|"Gentleman Johnny" Burgoyne|
Unfortunately for the British, the coordination the plan required was lacking from the start. General Sir Guy Carleton was offended that Burgoyne had taken credit for his plan and been appointed to command the expedition south over him. As a result, he was not prepared to be very helpful in carrying it out. Likewise, General Howe was not prepared to submit himself to being directed by an officer who was his junior and, in any event, had his own plan to march on the rebel capital at Philadelphia, Pennsylvania. It would be wrong, however, to blame General Howe for what was to come but rather more of the responsibility must fall on the shoulders of Lord Germain who, for some reason, authorized General Howe to move on Philadelphia which sent the main British army moving south when Burgoyne’s plan, which Germain had just authorized, depended in large part on Howe moving north to join forces with Burgoyne in Albany. There was simply no way that Howe could have done both. Upon arriving in Canada, General Burgoyne was informed that Howe was moving on Pennsylvania as well as being told that General Carleton was not prepared to assist his operation. Nonetheless, Burgoyne the gambler decided to roll the dice and set out on his campaign anyway.
|Lt Col Barry St Leger|
One of the Americans sent to relieve Ft Stanwix was General Benedict Arnold and he played a key part in forcing St Leger to back off, making the British believe that he had far more troops than he actually did. This news caused most of the Native Americans to abandon the British and left St Leger with no other option but to retreat. In command of the rebel troops gathering to oppose Burgoyne were generals Philip Schuyler and Horatio Gates.
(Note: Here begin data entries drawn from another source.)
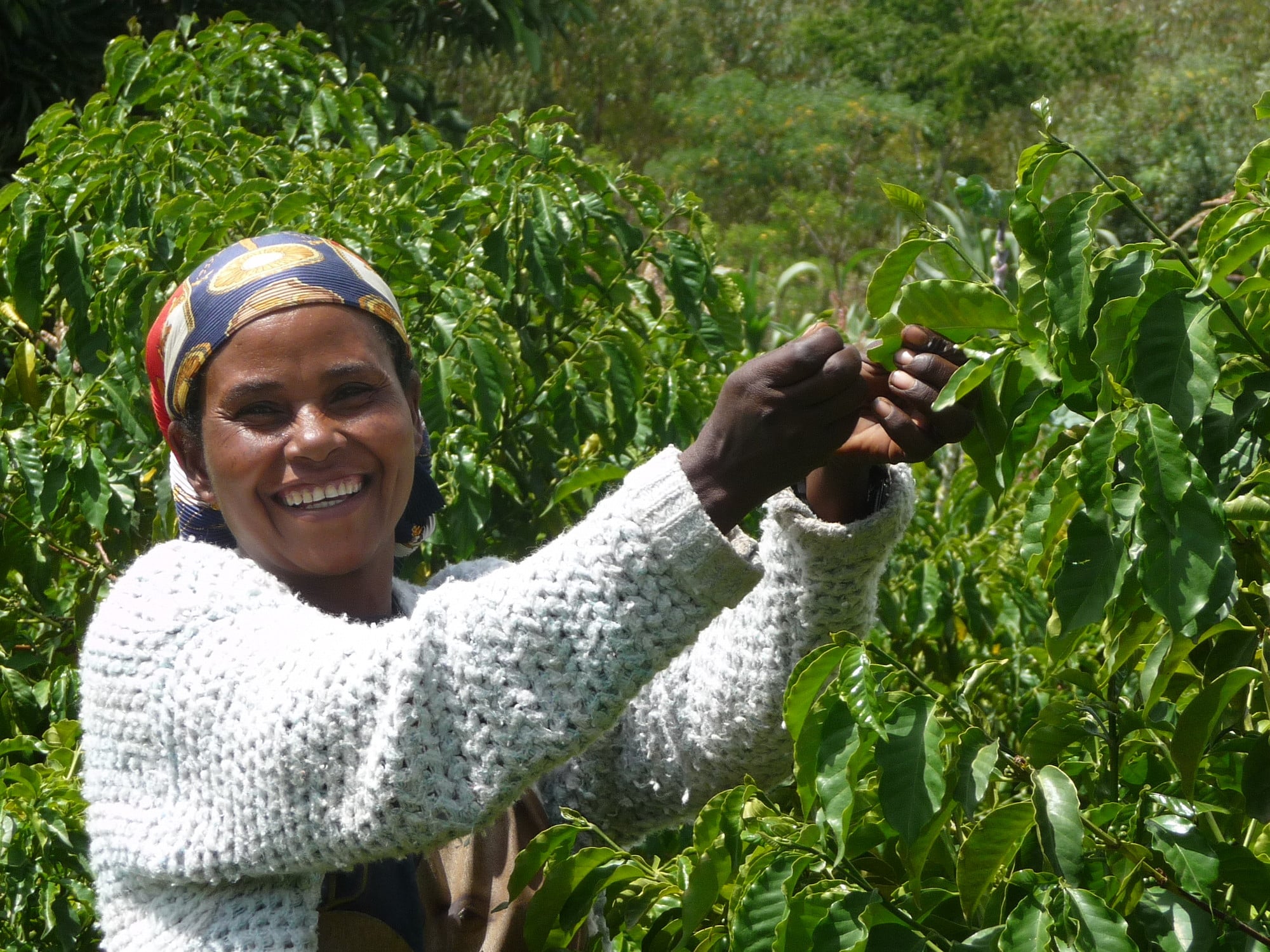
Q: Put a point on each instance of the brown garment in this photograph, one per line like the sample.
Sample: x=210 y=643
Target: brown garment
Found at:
x=458 y=888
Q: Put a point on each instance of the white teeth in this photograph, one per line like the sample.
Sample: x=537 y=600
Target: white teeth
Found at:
x=324 y=497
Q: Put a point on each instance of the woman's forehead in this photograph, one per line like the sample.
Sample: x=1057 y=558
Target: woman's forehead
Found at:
x=309 y=342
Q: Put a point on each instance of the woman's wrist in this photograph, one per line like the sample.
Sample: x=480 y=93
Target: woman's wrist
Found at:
x=845 y=492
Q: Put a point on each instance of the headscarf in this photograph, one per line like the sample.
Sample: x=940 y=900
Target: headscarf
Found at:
x=251 y=280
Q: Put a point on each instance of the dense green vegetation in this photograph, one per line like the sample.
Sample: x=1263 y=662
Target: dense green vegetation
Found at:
x=1056 y=738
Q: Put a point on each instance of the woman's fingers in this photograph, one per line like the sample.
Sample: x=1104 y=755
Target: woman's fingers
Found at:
x=919 y=398
x=839 y=375
x=911 y=442
x=920 y=340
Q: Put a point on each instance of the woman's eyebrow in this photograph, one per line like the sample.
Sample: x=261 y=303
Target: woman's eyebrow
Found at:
x=351 y=369
x=248 y=389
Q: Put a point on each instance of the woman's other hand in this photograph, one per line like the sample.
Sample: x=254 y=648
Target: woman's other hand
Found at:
x=900 y=426
x=779 y=417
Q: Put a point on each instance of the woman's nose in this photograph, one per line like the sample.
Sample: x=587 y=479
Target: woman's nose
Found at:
x=314 y=436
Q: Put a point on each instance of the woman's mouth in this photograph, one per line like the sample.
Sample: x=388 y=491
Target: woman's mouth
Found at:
x=323 y=497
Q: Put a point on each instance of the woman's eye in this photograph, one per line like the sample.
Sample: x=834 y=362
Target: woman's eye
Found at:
x=258 y=412
x=351 y=392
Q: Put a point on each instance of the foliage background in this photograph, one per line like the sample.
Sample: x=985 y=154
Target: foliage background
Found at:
x=1065 y=644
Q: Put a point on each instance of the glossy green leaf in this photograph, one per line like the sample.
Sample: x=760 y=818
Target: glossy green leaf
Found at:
x=1028 y=927
x=890 y=276
x=956 y=309
x=1177 y=364
x=835 y=785
x=763 y=902
x=553 y=842
x=1254 y=169
x=977 y=760
x=911 y=788
x=1059 y=823
x=1247 y=871
x=1201 y=719
x=990 y=850
x=808 y=680
x=1090 y=574
x=859 y=690
x=1257 y=781
x=1099 y=930
x=1192 y=859
x=905 y=200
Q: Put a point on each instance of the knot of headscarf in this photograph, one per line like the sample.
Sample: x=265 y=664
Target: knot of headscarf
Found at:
x=251 y=280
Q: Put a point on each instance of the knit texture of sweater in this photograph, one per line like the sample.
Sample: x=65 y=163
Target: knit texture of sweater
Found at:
x=241 y=743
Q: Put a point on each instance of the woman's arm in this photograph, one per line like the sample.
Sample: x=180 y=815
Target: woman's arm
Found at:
x=233 y=731
x=714 y=715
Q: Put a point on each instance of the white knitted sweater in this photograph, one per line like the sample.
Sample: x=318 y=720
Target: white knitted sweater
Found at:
x=239 y=743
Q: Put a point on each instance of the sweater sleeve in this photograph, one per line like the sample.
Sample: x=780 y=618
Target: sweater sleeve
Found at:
x=233 y=731
x=716 y=714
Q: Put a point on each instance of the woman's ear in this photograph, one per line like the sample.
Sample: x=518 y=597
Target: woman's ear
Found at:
x=189 y=451
x=415 y=389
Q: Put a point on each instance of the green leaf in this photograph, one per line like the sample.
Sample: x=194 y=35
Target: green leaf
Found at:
x=859 y=690
x=1099 y=930
x=1177 y=925
x=1059 y=822
x=559 y=885
x=1200 y=722
x=1187 y=568
x=704 y=883
x=1027 y=927
x=1254 y=169
x=967 y=379
x=1187 y=851
x=1177 y=364
x=1257 y=781
x=585 y=478
x=820 y=917
x=905 y=200
x=956 y=309
x=1241 y=868
x=990 y=850
x=1059 y=725
x=835 y=786
x=26 y=375
x=977 y=760
x=808 y=680
x=841 y=930
x=763 y=902
x=1089 y=578
x=11 y=192
x=911 y=786
x=553 y=842
x=887 y=280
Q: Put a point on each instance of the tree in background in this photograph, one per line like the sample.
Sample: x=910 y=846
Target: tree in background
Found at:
x=568 y=323
x=51 y=50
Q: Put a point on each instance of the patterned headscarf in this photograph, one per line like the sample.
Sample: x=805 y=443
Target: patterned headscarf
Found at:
x=227 y=293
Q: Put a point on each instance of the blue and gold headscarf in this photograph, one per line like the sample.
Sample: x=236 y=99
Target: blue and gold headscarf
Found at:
x=251 y=280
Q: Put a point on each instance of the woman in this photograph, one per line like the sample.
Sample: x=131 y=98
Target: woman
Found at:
x=262 y=717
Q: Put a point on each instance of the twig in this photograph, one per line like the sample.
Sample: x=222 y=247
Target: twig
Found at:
x=1168 y=883
x=1169 y=243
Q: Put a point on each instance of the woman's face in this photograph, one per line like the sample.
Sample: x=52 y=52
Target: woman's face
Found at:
x=309 y=444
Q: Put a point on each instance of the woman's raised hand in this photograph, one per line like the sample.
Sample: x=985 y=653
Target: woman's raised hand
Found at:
x=779 y=417
x=815 y=411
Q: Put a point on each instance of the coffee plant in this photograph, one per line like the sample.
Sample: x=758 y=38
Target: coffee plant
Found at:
x=1060 y=736
x=568 y=323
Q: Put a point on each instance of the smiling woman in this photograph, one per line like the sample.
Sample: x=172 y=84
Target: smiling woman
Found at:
x=308 y=447
x=281 y=739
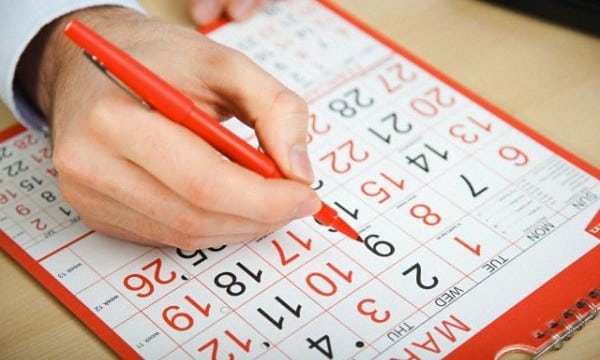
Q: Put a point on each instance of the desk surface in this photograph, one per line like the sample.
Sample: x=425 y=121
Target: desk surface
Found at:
x=543 y=74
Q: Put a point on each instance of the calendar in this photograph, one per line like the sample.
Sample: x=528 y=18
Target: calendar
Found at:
x=470 y=221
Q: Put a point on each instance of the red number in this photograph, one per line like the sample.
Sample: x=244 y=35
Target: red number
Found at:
x=146 y=284
x=313 y=128
x=422 y=211
x=305 y=244
x=179 y=317
x=330 y=287
x=475 y=250
x=512 y=153
x=6 y=196
x=214 y=345
x=24 y=142
x=23 y=210
x=394 y=77
x=39 y=225
x=158 y=265
x=372 y=313
x=464 y=136
x=380 y=191
x=429 y=104
x=354 y=157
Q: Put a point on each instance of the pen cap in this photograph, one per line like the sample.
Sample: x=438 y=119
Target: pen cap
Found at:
x=143 y=82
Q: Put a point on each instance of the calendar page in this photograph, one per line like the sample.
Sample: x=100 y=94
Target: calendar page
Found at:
x=464 y=212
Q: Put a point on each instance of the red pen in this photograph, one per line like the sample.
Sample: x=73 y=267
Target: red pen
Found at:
x=164 y=98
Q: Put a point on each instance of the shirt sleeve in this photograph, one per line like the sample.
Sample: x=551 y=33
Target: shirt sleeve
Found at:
x=22 y=20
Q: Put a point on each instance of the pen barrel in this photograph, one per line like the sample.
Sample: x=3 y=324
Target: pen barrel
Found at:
x=231 y=145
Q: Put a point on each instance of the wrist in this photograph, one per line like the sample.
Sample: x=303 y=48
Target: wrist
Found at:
x=50 y=65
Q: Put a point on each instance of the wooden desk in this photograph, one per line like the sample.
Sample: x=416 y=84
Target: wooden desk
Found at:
x=545 y=75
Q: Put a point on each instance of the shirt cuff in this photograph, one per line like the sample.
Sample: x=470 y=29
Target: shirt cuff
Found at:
x=25 y=19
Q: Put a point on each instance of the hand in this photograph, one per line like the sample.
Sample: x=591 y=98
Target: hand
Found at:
x=135 y=175
x=207 y=11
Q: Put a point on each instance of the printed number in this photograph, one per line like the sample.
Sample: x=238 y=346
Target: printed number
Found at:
x=180 y=320
x=6 y=196
x=429 y=105
x=142 y=284
x=391 y=119
x=279 y=322
x=327 y=351
x=421 y=159
x=395 y=76
x=229 y=281
x=16 y=168
x=474 y=192
x=213 y=346
x=314 y=128
x=423 y=212
x=198 y=253
x=285 y=260
x=372 y=314
x=30 y=184
x=459 y=130
x=514 y=154
x=373 y=189
x=348 y=106
x=379 y=247
x=48 y=196
x=419 y=279
x=323 y=284
x=475 y=250
x=353 y=157
x=5 y=153
x=25 y=141
x=44 y=153
x=22 y=210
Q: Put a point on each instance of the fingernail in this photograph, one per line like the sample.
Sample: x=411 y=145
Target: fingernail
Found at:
x=206 y=11
x=308 y=207
x=300 y=164
x=240 y=9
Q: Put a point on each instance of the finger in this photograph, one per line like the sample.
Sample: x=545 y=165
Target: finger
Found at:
x=109 y=216
x=206 y=11
x=279 y=116
x=129 y=187
x=195 y=170
x=242 y=9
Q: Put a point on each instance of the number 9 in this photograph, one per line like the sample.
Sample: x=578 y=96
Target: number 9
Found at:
x=512 y=153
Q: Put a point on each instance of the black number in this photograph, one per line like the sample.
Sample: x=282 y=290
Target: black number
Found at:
x=421 y=159
x=279 y=322
x=417 y=267
x=380 y=247
x=232 y=286
x=199 y=252
x=353 y=214
x=474 y=193
x=327 y=351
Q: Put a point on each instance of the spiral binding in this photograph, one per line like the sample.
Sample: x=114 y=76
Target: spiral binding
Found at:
x=571 y=321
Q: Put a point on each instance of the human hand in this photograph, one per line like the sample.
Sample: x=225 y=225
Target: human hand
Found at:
x=135 y=175
x=207 y=11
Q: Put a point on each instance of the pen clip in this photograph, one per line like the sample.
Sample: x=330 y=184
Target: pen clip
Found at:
x=112 y=78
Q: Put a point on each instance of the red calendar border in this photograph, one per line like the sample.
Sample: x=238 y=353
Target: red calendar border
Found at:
x=541 y=305
x=67 y=298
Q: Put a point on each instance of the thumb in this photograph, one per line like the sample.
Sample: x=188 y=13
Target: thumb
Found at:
x=278 y=115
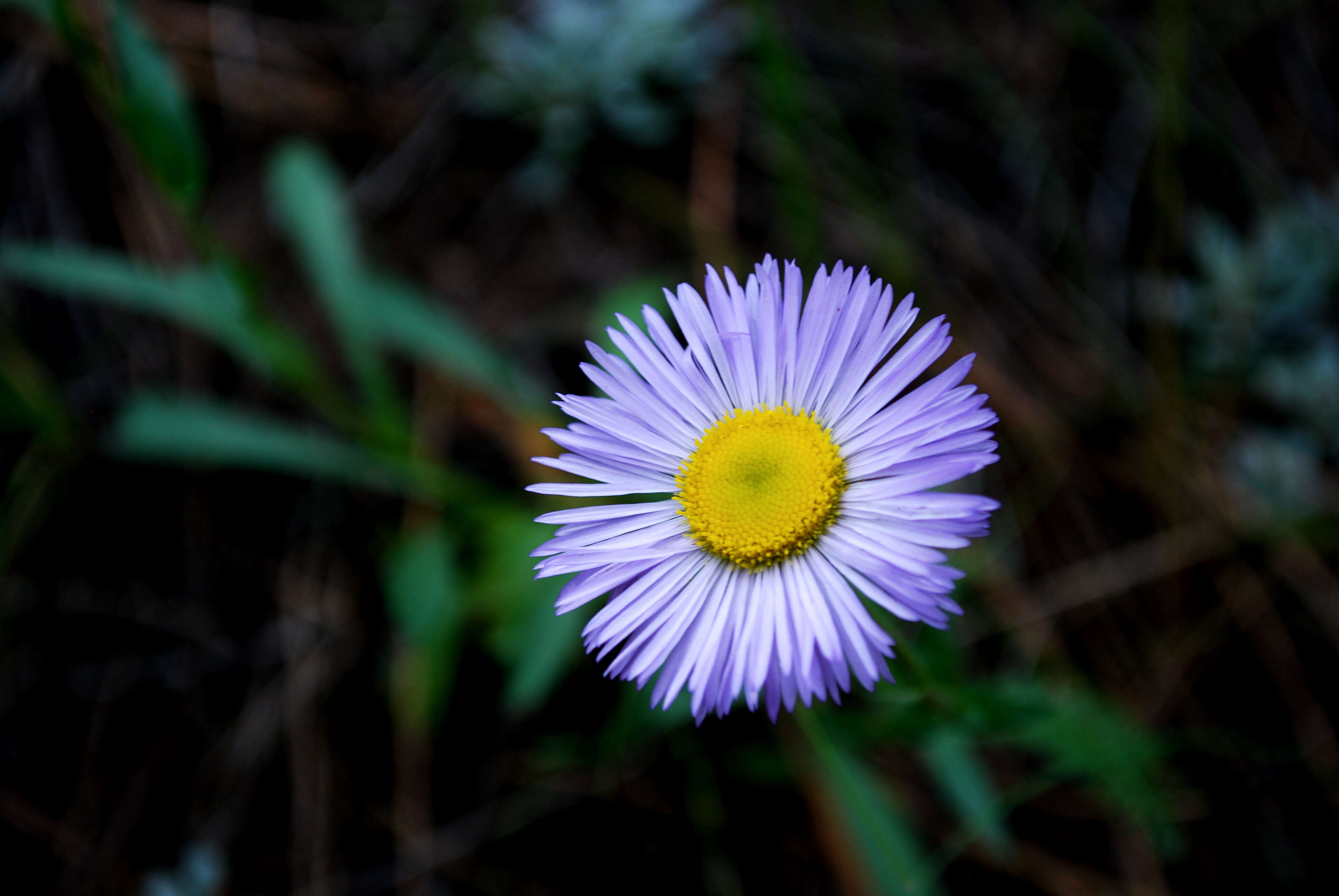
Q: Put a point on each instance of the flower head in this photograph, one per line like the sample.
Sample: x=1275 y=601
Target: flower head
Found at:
x=798 y=476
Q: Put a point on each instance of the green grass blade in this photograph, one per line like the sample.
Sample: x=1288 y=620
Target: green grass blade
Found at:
x=201 y=299
x=881 y=836
x=425 y=599
x=410 y=322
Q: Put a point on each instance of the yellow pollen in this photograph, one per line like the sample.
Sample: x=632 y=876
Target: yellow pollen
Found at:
x=761 y=485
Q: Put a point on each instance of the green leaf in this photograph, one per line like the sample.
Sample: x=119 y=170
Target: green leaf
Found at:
x=536 y=646
x=155 y=112
x=627 y=299
x=424 y=598
x=207 y=300
x=201 y=432
x=422 y=587
x=429 y=333
x=884 y=842
x=967 y=787
x=39 y=9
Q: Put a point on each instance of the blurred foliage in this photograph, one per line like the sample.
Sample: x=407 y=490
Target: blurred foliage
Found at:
x=1040 y=169
x=626 y=65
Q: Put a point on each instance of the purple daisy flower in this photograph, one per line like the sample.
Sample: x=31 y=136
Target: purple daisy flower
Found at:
x=797 y=484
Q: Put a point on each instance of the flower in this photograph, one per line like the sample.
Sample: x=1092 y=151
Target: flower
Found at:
x=797 y=484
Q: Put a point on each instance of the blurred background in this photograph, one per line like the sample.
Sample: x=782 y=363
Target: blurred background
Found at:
x=287 y=288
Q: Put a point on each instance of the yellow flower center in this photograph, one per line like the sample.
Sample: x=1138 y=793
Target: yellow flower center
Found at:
x=761 y=487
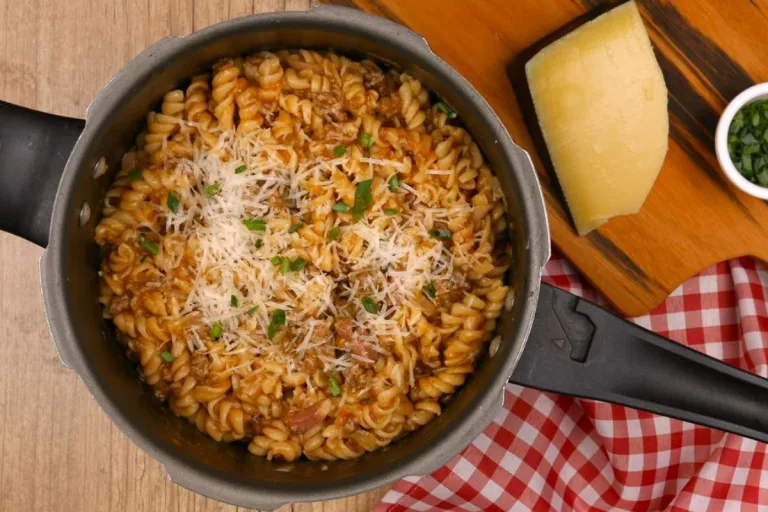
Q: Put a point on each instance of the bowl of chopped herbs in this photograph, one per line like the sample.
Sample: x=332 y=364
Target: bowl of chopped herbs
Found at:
x=741 y=141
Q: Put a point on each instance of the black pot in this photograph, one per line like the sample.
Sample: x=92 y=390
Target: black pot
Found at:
x=549 y=339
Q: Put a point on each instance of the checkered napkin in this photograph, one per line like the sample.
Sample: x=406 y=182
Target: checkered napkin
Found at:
x=550 y=452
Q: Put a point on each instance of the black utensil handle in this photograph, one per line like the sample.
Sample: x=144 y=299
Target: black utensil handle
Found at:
x=577 y=348
x=34 y=148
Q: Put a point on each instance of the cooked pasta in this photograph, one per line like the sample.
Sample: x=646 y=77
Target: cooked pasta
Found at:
x=305 y=253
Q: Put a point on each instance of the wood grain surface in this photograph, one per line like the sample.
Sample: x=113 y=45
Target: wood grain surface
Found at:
x=58 y=451
x=709 y=51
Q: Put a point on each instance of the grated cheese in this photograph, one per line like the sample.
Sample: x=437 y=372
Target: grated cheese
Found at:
x=398 y=257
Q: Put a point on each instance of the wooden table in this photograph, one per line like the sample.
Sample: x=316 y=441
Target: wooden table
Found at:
x=58 y=450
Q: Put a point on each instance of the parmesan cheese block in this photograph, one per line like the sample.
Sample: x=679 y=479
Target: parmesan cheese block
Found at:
x=602 y=105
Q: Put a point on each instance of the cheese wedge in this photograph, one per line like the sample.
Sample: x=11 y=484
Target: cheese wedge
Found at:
x=601 y=102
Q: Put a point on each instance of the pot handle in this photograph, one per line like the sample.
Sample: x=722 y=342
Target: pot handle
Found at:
x=34 y=148
x=577 y=348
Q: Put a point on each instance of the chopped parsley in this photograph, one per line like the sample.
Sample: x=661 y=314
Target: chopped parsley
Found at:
x=211 y=190
x=255 y=224
x=340 y=207
x=275 y=323
x=394 y=183
x=173 y=202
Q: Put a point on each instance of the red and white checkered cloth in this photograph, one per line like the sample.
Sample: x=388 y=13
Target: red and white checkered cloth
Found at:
x=550 y=452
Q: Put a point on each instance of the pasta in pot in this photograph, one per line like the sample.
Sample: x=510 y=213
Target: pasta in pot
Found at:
x=303 y=252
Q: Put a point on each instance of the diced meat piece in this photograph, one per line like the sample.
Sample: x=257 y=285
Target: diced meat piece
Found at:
x=344 y=329
x=328 y=105
x=301 y=420
x=373 y=77
x=199 y=366
x=363 y=350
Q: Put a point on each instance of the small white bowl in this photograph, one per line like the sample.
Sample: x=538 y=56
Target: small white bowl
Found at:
x=756 y=92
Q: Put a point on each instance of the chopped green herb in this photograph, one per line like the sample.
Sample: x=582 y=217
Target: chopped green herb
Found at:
x=211 y=190
x=298 y=264
x=173 y=202
x=334 y=385
x=369 y=305
x=275 y=323
x=255 y=224
x=444 y=108
x=394 y=183
x=340 y=207
x=363 y=199
x=216 y=331
x=149 y=246
x=748 y=142
x=442 y=234
x=430 y=290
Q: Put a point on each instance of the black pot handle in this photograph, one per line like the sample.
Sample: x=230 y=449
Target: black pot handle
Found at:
x=577 y=348
x=34 y=148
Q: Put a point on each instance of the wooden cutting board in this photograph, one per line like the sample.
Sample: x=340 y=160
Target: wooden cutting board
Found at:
x=709 y=51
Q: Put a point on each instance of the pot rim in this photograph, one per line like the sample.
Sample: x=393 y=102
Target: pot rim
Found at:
x=53 y=276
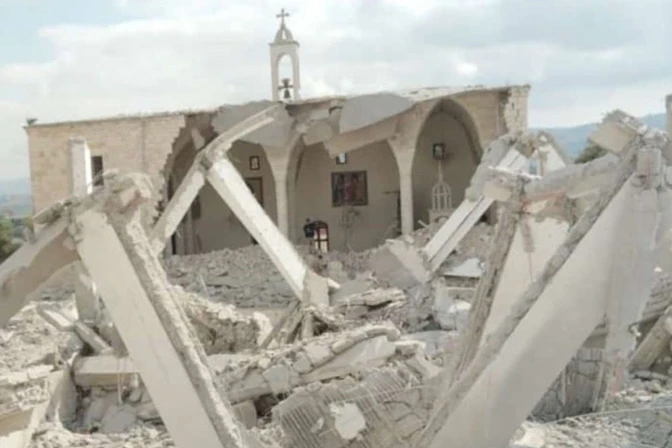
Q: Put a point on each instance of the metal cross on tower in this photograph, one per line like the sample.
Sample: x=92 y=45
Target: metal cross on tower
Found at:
x=282 y=16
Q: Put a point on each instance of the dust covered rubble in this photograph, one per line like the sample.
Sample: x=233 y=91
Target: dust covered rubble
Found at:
x=640 y=415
Neither were much to write home about. Schuyler had planned the first patriot invasion of Canada, which had failed miserably and after he lost Ft Ticonderoga without a struggle he was replaced by Horatio Gates, a man who would become known for taking credit for victories won by his subordinates before later in the war being humiliatingly defeated in the south at the Battle of Camden when he abandoned his army and ran for his life. However, Gates had some subordinates who were prepared to fight, none more so than Benedict Arnold. General Burgoyne, for his part, was starting to feel the wilderness closing in around him. His troops were woefully short of provisions and this was prompting many of his men to desert, driven by hunger. With his small army becoming ever smaller, Burgoyne decided to remedy this situation by sending a detachment of Hessian mercenaries under Lt. Colonel Friedrich Baum to raid Bennington, Vermont for supplies.
American riflemen picked off the British officers and artillerymen but the British and German troops fought stubbornly. The battle flared off and on all day until finally, as darkness approached, the rebels retreated, leaving the field to the British. Burgoyne had won a minor victory but had lost twice as many men as the colonials doing it and had not managed to achieve his ultimate goal. His army had been reduced and every day brought more rebel troops to oppose him and his logistical situation grew ever worse. The prudent thing to do would have been to abandon the campaign and retreat to Canada immediately. However, that was not Burgoyne’s style and he decided to press on and fight it out no matter the odds against him. Unfortunately for the Crown forces, the luck of Burgoyne the gambler had finally run out. On October 7, Burgoyne mounted another attack on the American left at Freeman’s Farm with 1,650 troops but, this time, his forces were repulsed and driven back by the colonial rebels. The tide had turned and the British were forced to retreat. However, in their weakened state, it was extremely difficult to disengage and move away quickly. More and more rebel militia arrived and moved around to encircle the British army. Near Saratoga, New York General Burgoyne found himself surrounded by 17,000 men. He had only 5,000 in his own command by that time and these were weak and growing weaker.
|Burgoyne surrenders to Gates|
Burgoyne’s capitulation at Saratoga marked the first time that a British army was forced to surrender to the American rebels and, indeed, it was really the first decisive victory the colonials had won. It was most decisive because it proved to the very reluctant King Louis XVI of France and his advisors that the Americans just might be able to win and this, along with the cajoling of Benjamin Franklin, at last persuaded the Kingdom of France to recognize the independence of the United States of America and form a Franco-American alliance against Great Britain. Had Burgoyne not lost at Saratoga and had the French not subsequently joined in support of the American rebels, it is almost certain that the War for Independence would have ended in a British victory, at least of some degree. In short, as much as some might not want to admit it, without the aid of the Kingdom of France there would be no United States of America and had Burgoyne not been defeated at Saratoga, there would likely have been no aid from France. It was the one American victory that ultimately mattered the most in determining the outcome of the war.